India recording more than a third of all new global cases: Devastation in India drives global surge , world's new cases hit 774,404
On Sunday, the world’s seven-day average of new cases hit 774,404, according to a New York Times database
On Sunday, the world’s seven-day average of new cases hit 774,404, according to a New York Times database. That is a jump of 15 per cent from two weeks earlier, and higher than the peak average of 740,390 during the last global surge in January.
Despite the number of shots given around the world — more than one billion, according to a New York Times tracker — far from enough of the world’s estimated population of nearly eight billion have been vaccinated to slow the virus’s steady spread.
And vaccinations have been highly concentrated in wealthy nations: 82 per cent of shots worldwide have been given in high- and upper-middle-income countries, according to data compiled by the Our World in Data project at the University of Oxford. Only 0.2 per cent of doses have been administered in low-income countries.
Israel is far ahead of much of the world in vaccinations: More than half of the population is now fully vaccinated. In Britain, where a highly contagious and deadly variant was discovered, nearly two thirds of the population is at least partly vaccinated and the rate of new cases is now among the lowest in Europe.
The US has also partly vaccinated about 41 per cent of its population and has loosened a ban on the export of raw materials for vaccines to help India control the world’s worst outbreak.
India is recording more than a third of all new global cases each day, averaging more than 260,000 new daily cases over the past week. The country’s sudden surge, driven by the spread of a newer variant, is casting increasing doubt on the official death toll of nearly 200,000, with more than 2,000 people dying every day.

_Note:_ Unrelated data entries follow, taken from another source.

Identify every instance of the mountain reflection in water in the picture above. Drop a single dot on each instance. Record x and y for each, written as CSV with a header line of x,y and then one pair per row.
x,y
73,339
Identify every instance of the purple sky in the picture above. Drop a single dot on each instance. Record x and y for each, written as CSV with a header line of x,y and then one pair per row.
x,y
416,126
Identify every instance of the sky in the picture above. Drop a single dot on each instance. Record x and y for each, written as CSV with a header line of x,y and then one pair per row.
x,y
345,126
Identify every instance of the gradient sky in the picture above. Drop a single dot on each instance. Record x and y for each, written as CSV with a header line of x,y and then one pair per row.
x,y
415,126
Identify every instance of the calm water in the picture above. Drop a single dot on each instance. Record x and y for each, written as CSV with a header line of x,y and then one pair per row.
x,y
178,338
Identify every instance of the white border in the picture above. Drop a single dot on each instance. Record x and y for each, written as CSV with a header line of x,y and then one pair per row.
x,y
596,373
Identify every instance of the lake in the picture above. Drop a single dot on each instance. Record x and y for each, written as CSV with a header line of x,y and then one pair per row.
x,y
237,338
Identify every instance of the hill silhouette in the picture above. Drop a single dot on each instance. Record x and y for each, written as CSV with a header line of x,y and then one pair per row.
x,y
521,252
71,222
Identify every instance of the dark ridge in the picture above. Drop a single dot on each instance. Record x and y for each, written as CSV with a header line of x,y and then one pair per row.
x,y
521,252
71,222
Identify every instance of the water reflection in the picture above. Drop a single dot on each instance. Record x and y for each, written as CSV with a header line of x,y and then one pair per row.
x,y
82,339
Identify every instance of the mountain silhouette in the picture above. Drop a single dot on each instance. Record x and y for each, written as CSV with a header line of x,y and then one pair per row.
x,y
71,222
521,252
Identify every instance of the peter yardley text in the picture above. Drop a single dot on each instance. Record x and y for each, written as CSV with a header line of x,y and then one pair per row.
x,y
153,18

Experts say the official numbers, however staggering, represent just a part of the virus’s spread, with hospitals overwhelmed and lacking critical supplies like oxygen.
India is home to the Serum Institute of India, the world’s largest vaccine maker. But only about 8.6 per cent of India’s population has received at least one shot of a vaccine. Its surge led to the Indian government’s decision to withhold exports of doses that many low- and middle-income countries were relying on. The vaccine rollout in Africa, which was already slower than it is in any other continent, could soon come to a near halt because of the suspension.
Public health experts say the number of global cases is most likely surging because more contagious virus variants are spreading just as people are starting to let their guards down.
In Thailand, where cases were kept at bay for months with strict quarantines and lockdowns, the virus has spread rapidly, in part by unmasked people partying. Daily cases, still low by global standards, have increased from 26 on April 1 to more than 2,000 three weeks later. And in India, many people stopped taking precautions after officials eased a lockdown that was imposed early last year.
“India let their guard down when the numbers fell and they thought they were over their last peak,” said Barry Bloom, a research professor and former dean of the Harvard T.H. Chan School of Public Health. He added that the US should “take a lesson from other countries before we become complacent and decide everything’s OK”.
As bad as India’s situation is, the numbers have room to grow worse: Its daily caseloads, adjusted for its huge population, rank well below other countries’.
The rate of new cases in the US is falling but remains alarmingly high — similar to last summer’s surge.
The rates of new coronavirus cases also remain high across much of South America. In Brazil, reported cases are starting to drop but remain high after a more contagious variant tore through the country and overwhelmed hospitals.
In continental Europe, the pace of vaccinations lags that in the US and Canada, and the number of new coronavirus cases remains particularly high in France, Germany, the Netherlands and Sweden. Turkey, at the crossroads between Europe, West Asia and Asia, is another hot spot.
Dr Robert Murphy, the executive director of the Institute for Global Health at Northwestern University, said the US had a responsibility to send unused vaccine doses to other countries as supplies increase.
“We have to start thinking on a global scale and do what we can to help these other countries,” Dr Murphy said. “Otherwise we’re never going to put out the whole fire.”